Ich weiß, dass jede Pferdebesitzerin und jeder Pferdebesitzer nach einiger Zeit sein Herz an 'seinen' Vierbeiner verloren hat und ihn also oft für mindestens genauso gut geeignet hält. Und ich weiß auch, dass nicht 'Huzulen' allein für solche Langstreckenritte geeignet sind. Es gibt viele, die es viel schneller bewältigen könnten - aber darauf kam es mir nicht an: ich wollte durch die Natur wandern, unbekannte Gebiete und ihre Menschen kennenlernen, ein wirkliches Abenteuer genießen - ohne Hast und Hetze.

 

Viele Wanderreiter träumen von einem ausgiebigen Wanderritt über Ländergrenzen hinweg.

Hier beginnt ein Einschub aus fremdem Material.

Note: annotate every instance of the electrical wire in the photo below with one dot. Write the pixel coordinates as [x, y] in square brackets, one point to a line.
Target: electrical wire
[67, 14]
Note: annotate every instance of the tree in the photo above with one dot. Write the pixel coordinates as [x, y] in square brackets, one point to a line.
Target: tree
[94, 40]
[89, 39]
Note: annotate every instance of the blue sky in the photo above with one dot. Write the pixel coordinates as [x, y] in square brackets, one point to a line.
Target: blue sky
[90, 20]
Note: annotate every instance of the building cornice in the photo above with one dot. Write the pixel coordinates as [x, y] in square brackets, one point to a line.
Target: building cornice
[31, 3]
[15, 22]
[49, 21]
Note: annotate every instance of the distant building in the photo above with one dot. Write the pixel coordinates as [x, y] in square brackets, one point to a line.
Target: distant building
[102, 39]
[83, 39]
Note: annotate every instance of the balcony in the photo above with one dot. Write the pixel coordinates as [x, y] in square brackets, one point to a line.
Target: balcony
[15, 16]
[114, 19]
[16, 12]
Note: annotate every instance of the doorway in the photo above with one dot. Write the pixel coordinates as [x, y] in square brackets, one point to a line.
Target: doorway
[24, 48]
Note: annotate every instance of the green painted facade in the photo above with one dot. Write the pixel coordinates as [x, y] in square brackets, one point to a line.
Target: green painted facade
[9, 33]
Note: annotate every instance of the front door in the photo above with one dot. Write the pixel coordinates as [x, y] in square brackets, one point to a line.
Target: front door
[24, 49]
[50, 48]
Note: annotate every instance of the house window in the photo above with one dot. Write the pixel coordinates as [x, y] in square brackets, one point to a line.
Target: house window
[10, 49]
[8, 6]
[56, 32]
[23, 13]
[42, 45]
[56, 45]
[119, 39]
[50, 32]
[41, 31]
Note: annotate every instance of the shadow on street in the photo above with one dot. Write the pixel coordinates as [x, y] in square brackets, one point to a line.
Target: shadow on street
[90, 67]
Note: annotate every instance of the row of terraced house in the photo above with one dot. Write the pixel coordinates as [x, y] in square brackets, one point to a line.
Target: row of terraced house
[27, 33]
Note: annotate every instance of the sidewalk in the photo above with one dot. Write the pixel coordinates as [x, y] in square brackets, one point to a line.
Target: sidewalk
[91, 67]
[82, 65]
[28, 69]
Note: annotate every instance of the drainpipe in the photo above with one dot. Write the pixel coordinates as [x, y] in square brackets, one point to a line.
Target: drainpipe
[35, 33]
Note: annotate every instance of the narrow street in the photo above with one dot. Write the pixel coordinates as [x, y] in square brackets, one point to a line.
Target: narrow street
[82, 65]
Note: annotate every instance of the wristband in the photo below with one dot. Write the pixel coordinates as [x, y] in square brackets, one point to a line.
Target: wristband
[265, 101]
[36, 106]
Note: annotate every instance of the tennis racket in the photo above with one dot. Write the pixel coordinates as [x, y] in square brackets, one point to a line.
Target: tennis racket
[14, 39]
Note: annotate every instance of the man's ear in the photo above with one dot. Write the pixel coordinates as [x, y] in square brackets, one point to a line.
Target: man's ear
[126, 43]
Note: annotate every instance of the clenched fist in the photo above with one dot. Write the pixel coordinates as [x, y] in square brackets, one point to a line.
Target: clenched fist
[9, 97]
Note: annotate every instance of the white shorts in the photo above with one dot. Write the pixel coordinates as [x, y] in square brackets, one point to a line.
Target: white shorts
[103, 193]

Ich kann nur Jeder oder Jedem raten, es irgendwann zu tun. Wenn es innerhalb der EU ist, gibt es ja kaum Beschränkungen und hier, wo es überall Hufschmiede und Veterinäre gibt, sind sogar Pferde geeignet, die keine halben Wildpferde sind. Doch tut es bitte nicht, ohne ausreichend trainiert zu haben: auf Kondition und Verkehrssicherheit. Und benutzt bitte keine Pferde, die sich aufgrund ihres Gesundheitszustandes quälen müssten.